Master of Arts in Sociology
Although program requirements vary from school to school, a Master of Arts in Sociology program typically consists of around 30 credit hours. A comprehensive exam and a thesis are usually required for graduation, in addition to the completion of sociology courses covering research methods, statistics, and social science theory. Some of the additional topics covered in this program can include social institutions, family and television, and environmental sociology. The faculty may often have expertise in several sociology specializations. For example, there are teachers with knowledge and research experience in sociology of sport, medical sociology, leisure and deviance, and community-related sociology subject areas.
Ph.D. in Sociology
Some Ph.D. in Sociology programs can include courses relating to sports performance and the role of sports in society. These programs can also consist of professional development in the first year and an empirical paper workshop in the second year, where students have the opportunity to critique each other's research. Students may need to participate in colloquia, workshops, study abroad, and research with department faculty. The final part of the degree usually consists of teaching experience and a dissertation. Students are typically awarded a master's degree on their way to earning a Ph.D.

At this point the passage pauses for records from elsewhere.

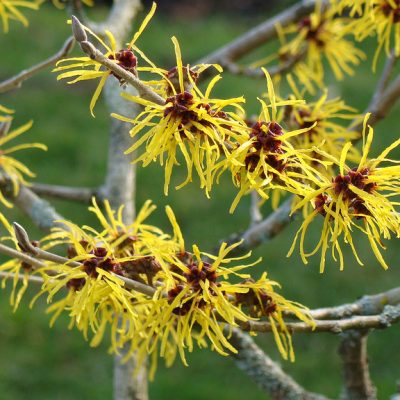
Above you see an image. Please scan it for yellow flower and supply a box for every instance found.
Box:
[277,2,365,86]
[0,0,43,33]
[51,0,94,9]
[53,3,156,116]
[112,38,248,196]
[0,104,14,122]
[222,69,322,212]
[331,0,369,17]
[123,243,313,374]
[0,213,42,312]
[288,115,400,272]
[0,121,47,207]
[285,75,360,169]
[348,0,400,70]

Ph.D. in Physical Culture and Sports Studies
Some doctoral-level programs deal more directly with sports, like the Ph.D. in Physical Culture and Sports Studies. This interdisciplinary degree program combines the history of sports with the history of physical culture, and society's doping scandals are often analyzed. The history of exercise and human enhancement is covered as well. Students develop a dissertation with department faculty. Some of the topics of interest include sport law, sport philosophy, and sports in politics. Research is the primary focus of the program. Students may have the option to select an area of interest for their Ph.D.
Program Admission Requirements
A bachelor's degree with a high GPA is typically required for admittance into graduate programs, as are GRE scores. Some programs require a statement of interest. International students need to submit their TOEFL scores. Applicants need to pay a fee for the graduate program application, and they must submit academic transcripts as well. Also, some programs require letters of recommendations, a statement of purpose, and sometimes a resume or CV.
While sports sociology graduate degrees are not readily available, there are several graduate-level degrees that include sports sociology courses. Interested students can choose from programs including master's- and doctoral-level sociology degrees and a degree in physical culture and sports studies.